On the flip side, The Heritage Foundation, saw the decision as a victory for religious freedom. "Today's decision rejects the administration's argument that Americans' religious freedom ends when they open a family business," wrote Sarah Torre and Elizabeth Slattery on the .
The Tenth Circuit Court of Appeals in Denver ruled in June 2013 that Hobby Lobby should be given the opportunity to show its religious beliefs would be violated by either complying with the law or being forced to pay large fines.

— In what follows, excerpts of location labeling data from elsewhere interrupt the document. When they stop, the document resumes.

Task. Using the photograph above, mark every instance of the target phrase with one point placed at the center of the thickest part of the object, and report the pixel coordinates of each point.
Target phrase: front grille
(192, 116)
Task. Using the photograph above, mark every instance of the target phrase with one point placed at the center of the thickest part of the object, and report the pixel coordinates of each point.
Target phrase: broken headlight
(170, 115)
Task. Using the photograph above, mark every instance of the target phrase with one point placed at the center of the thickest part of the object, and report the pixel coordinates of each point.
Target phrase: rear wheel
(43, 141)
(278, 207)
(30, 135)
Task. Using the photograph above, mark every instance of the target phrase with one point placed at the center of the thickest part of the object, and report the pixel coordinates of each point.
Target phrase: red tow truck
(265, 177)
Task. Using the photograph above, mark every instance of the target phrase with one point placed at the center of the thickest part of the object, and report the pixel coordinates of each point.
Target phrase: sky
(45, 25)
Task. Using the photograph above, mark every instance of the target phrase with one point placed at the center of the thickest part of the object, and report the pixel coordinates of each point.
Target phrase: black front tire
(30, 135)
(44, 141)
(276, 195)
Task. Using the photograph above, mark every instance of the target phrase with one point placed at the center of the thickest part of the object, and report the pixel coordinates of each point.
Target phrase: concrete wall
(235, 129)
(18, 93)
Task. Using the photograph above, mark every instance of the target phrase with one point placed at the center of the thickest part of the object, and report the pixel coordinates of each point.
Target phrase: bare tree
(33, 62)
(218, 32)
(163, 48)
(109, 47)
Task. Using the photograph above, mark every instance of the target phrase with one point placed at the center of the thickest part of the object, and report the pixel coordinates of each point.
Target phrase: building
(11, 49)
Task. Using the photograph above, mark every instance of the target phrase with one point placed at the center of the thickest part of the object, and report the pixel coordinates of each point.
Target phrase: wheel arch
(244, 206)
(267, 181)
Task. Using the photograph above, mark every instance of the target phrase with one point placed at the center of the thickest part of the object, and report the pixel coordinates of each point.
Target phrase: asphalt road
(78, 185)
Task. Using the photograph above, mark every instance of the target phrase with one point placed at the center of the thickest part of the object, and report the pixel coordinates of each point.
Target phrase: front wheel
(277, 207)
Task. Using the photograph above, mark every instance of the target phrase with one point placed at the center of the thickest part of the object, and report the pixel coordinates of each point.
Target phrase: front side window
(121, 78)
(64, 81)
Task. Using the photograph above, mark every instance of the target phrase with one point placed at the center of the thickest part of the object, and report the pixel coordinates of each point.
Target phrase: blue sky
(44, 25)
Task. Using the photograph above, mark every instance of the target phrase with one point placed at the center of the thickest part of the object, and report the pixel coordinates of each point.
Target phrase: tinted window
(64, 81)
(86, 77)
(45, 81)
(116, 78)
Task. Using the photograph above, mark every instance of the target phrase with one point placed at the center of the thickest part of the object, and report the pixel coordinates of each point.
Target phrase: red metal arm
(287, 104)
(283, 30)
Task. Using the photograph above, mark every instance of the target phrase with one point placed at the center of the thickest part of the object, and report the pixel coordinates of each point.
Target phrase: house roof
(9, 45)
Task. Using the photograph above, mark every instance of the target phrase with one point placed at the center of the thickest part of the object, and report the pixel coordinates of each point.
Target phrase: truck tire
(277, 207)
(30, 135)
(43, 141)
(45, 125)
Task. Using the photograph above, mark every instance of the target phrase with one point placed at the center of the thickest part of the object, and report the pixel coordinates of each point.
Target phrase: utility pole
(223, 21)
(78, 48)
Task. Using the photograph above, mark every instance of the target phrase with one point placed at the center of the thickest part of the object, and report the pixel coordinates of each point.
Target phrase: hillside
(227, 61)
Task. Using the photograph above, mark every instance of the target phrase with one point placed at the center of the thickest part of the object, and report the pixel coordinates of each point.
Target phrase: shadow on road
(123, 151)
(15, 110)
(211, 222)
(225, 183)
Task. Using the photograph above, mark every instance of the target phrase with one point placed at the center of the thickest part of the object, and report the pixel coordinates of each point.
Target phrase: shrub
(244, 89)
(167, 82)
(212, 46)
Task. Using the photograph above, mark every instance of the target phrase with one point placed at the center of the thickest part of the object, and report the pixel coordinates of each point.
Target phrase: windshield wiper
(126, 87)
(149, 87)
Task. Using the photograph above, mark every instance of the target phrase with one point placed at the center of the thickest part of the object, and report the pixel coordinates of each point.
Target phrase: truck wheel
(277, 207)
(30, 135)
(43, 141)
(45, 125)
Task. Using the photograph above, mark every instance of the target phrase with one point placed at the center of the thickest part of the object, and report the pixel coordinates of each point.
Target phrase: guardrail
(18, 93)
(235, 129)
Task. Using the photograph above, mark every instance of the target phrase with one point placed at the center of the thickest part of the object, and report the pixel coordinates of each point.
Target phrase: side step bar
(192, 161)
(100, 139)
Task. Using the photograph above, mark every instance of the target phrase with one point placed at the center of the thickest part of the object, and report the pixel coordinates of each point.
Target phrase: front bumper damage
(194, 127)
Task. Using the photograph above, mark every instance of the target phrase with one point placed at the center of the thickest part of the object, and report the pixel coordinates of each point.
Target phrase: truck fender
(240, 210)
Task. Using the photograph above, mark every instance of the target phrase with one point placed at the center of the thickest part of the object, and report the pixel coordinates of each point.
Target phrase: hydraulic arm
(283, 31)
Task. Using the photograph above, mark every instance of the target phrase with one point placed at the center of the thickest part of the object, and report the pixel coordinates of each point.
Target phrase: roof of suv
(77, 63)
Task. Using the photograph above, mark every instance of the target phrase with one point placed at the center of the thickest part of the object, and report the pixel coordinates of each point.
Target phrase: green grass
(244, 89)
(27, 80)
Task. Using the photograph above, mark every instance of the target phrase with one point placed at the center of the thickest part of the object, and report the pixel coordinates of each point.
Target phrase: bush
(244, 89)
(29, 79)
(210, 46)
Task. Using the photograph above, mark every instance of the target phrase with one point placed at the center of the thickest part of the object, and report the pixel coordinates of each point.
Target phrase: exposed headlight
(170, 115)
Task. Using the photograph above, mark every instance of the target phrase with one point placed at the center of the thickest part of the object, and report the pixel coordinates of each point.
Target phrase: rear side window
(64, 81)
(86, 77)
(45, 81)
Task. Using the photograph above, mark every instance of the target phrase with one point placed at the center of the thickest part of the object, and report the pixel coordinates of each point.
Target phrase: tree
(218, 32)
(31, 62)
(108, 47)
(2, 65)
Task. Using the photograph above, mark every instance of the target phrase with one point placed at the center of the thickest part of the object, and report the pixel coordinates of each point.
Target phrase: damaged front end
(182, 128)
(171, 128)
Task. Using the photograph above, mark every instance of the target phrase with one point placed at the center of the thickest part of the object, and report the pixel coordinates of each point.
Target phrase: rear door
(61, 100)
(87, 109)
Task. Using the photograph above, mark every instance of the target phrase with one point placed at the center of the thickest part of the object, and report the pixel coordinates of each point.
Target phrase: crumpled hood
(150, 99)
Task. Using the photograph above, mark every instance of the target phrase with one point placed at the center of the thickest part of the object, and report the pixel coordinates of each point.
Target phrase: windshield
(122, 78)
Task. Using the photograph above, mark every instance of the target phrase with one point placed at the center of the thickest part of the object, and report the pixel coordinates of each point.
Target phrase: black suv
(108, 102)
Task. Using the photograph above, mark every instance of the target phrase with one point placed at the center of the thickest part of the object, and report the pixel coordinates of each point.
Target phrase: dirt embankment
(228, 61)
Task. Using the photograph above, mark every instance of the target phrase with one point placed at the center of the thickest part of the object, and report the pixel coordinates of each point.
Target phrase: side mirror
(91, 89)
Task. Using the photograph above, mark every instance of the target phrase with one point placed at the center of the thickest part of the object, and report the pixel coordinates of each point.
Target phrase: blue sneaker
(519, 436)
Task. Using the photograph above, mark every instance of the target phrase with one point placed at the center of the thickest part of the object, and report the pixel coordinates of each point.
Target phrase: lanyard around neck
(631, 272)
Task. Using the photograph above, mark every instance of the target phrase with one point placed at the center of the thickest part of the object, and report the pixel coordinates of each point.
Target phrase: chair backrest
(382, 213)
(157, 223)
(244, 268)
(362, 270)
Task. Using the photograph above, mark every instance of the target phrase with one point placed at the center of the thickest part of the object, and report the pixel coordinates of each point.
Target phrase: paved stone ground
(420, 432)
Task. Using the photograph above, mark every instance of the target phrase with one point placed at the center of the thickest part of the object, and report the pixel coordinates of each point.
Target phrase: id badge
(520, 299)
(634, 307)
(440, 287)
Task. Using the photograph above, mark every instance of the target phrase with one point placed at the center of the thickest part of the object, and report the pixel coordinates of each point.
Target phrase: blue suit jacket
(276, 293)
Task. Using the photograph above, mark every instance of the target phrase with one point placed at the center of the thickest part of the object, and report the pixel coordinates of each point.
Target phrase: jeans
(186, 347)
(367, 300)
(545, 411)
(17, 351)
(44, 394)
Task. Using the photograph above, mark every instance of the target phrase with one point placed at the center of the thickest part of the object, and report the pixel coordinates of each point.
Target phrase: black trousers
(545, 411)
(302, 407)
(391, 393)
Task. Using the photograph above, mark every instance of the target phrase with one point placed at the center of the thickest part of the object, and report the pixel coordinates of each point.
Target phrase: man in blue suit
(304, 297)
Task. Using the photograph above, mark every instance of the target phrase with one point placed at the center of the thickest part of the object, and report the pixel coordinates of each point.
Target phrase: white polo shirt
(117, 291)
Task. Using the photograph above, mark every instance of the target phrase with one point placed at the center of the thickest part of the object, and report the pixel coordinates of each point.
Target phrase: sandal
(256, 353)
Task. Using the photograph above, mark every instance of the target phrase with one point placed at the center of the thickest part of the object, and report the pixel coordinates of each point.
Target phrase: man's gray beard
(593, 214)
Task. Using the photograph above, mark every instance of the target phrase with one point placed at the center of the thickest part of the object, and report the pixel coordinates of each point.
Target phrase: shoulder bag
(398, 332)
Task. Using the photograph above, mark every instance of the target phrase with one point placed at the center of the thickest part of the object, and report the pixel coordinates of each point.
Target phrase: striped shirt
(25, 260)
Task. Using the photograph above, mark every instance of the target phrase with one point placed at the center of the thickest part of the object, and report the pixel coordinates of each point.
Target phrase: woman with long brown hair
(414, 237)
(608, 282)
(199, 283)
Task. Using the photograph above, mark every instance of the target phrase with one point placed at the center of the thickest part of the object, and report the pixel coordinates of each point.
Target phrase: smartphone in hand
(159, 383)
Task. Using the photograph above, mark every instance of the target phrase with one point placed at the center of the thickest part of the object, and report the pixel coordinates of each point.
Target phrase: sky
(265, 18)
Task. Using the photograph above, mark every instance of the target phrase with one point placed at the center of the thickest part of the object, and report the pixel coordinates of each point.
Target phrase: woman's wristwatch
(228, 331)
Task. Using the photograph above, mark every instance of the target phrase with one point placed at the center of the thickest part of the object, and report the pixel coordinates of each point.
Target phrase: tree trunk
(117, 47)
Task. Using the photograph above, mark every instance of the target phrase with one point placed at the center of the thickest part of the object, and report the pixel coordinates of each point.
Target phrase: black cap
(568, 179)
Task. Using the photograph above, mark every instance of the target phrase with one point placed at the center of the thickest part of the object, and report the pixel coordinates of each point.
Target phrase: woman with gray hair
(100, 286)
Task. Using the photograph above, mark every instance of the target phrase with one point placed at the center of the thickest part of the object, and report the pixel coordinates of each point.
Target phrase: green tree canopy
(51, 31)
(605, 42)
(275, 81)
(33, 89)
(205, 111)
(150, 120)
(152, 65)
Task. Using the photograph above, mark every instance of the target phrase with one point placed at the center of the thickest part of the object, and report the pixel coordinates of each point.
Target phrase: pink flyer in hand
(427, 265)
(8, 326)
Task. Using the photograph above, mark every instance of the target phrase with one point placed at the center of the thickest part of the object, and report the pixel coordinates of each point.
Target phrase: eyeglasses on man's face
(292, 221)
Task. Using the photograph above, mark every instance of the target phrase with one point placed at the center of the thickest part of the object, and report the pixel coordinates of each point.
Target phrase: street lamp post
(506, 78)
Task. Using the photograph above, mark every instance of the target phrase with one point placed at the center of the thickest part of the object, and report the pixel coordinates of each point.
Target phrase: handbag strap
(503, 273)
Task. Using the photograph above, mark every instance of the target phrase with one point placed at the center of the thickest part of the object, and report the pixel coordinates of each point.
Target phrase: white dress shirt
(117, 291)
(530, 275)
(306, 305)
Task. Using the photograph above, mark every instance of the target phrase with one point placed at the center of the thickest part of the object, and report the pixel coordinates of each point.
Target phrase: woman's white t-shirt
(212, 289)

Hobby Lobby faced penalties amounting to $1.3 million a day starting in the summer of 2013 if it didn't provide FDA-approved contraceptive methods in its self-insured health plans, which cover 13,000 employees. But a court issued an injunction in July that prevented the penalty from taking effect.
A rule from HHS finalized last summer exempted churches and other nonprofit religious organizations that object to contraceptive coverage. But private businesses such as Hobby Lobby weren't exempt.
Also today, the Supreme Court ruled that some publicly employed healthcare workers don’t have to pay union agency fees.